- Born: 11 July 1923
- Died: 10 September 1991 (aged 68)
- Notable work: The founding President of the Nigeria Labour Congress (NLC);

= Wahab Goodluck =

Nigerian labour leader

Wahab Omorilewa Goodluck (11 July 1923 - 10 September 1991) was the founding President of the Nigeria Labour Congress (NLC). During the Olusegun Obasanjo administration in the 1970s, he was barred from trade unionism along with Michael Imoudu, Samuel Bassey and a few others.

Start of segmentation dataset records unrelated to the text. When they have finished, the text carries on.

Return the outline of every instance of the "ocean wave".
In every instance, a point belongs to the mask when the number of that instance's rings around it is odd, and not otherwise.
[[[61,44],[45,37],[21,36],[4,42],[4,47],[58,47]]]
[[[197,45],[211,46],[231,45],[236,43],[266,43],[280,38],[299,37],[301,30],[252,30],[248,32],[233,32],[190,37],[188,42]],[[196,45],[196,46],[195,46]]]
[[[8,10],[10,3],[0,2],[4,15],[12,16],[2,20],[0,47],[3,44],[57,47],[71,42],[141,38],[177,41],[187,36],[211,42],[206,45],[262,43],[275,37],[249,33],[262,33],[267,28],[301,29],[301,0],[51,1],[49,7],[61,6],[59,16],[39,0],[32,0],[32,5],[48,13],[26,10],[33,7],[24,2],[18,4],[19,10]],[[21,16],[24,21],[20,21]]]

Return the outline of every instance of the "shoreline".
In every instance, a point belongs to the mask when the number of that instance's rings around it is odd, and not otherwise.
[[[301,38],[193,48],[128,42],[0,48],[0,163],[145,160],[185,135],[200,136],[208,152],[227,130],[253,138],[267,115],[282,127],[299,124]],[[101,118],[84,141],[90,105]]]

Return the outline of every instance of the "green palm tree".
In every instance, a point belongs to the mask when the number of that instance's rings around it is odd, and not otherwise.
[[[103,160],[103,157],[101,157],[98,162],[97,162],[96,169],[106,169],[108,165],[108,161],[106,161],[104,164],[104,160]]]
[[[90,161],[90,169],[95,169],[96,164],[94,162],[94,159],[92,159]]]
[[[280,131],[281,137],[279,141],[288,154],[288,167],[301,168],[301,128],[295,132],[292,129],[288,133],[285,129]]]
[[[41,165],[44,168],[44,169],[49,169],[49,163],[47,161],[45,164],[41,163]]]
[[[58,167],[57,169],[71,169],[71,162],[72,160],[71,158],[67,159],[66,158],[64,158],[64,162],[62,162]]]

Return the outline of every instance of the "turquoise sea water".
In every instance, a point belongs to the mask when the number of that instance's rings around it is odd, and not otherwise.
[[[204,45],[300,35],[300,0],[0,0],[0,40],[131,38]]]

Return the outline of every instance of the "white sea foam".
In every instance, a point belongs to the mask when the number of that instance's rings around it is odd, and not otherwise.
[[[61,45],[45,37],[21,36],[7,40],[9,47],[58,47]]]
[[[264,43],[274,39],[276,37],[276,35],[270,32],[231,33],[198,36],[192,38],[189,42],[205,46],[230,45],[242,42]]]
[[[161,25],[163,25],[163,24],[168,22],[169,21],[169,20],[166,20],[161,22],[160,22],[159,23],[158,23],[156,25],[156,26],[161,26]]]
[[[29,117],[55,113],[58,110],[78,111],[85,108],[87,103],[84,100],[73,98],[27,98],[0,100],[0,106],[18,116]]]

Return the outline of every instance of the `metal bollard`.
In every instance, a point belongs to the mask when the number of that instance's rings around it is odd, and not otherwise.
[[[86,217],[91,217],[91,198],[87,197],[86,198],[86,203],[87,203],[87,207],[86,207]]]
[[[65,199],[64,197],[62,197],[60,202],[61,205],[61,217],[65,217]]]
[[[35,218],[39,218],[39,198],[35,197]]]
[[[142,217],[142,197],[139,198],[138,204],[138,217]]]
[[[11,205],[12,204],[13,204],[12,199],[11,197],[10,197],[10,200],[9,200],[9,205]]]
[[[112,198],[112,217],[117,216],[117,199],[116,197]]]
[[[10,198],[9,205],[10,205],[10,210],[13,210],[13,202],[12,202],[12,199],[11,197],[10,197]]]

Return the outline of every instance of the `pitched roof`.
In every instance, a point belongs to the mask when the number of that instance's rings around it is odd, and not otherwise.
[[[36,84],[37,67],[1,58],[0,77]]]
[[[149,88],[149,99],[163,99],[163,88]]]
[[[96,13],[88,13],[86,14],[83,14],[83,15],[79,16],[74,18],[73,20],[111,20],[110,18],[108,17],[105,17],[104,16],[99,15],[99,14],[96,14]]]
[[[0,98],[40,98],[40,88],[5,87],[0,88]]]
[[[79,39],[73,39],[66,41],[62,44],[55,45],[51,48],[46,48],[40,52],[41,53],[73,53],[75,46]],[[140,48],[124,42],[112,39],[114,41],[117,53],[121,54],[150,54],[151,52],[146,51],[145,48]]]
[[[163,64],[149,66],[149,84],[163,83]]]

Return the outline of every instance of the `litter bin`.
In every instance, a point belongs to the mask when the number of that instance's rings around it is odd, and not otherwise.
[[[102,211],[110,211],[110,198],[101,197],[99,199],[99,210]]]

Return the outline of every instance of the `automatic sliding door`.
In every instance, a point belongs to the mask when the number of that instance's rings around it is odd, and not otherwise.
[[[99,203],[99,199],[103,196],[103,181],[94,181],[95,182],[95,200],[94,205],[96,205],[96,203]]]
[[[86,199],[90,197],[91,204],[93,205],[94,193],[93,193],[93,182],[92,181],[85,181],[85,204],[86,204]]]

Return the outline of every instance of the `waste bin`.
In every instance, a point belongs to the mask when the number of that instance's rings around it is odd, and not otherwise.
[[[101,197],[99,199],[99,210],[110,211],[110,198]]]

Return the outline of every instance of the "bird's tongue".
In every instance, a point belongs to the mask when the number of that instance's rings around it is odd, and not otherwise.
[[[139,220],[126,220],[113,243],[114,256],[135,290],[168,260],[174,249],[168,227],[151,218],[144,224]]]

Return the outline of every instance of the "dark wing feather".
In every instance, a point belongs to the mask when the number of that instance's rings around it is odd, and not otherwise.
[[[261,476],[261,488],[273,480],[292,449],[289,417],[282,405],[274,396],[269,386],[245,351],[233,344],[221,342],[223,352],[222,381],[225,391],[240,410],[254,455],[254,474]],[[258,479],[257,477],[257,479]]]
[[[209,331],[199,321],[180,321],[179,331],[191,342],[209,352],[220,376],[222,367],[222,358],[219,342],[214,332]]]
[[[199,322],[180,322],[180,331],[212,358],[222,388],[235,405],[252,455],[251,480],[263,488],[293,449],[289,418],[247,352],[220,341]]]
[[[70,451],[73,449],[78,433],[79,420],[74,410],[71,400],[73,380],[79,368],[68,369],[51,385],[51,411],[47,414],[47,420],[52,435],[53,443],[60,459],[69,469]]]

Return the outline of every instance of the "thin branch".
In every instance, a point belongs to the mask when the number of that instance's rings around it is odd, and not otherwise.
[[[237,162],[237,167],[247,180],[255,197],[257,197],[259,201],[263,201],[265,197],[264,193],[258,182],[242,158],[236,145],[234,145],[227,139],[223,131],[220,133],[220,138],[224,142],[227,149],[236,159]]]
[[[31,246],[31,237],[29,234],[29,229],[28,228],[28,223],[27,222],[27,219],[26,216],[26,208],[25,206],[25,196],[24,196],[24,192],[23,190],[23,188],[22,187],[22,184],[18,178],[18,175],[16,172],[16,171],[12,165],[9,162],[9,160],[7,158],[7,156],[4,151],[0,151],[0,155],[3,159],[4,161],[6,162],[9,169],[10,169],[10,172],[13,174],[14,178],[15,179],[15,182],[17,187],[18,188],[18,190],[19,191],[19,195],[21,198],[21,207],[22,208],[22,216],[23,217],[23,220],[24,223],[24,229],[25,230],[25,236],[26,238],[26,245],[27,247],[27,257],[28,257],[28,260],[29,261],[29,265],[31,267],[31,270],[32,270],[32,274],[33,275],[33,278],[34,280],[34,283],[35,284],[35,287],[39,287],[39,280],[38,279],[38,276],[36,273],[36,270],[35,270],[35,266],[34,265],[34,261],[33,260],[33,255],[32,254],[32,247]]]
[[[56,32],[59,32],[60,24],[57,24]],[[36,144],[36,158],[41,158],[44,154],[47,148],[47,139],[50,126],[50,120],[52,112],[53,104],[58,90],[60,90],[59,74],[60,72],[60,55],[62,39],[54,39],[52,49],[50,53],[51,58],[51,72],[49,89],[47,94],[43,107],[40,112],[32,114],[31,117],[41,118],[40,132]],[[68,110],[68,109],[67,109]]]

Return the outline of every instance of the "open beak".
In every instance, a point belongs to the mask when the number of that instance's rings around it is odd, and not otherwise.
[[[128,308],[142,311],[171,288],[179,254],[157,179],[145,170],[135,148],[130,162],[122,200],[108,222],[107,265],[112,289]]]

In 1974, the four central labour organisations of Nigeria were the Nigeria Trade Union Congress (NTUC) led by Goodluck, the Labour Unity Front (LUF) led by Michael Imoudu, the Nigeria Workers' Council (NWC) led by Ramon and the United Labour Congress of Nigeria led by Kaltungo and Odeyemi (ULCN). Only the ULCN was officially recognised by the Nigerian government. In that year, the four groups merged to form one central labor organisation, the Nigeria Labour Congress and fixed its inaugural conference for 18 December 1975.

In 2008, the NLC hosted a 30th anniversary lecture in which it recognized the leadership of Wahab Goodluck and 30 years of struggle.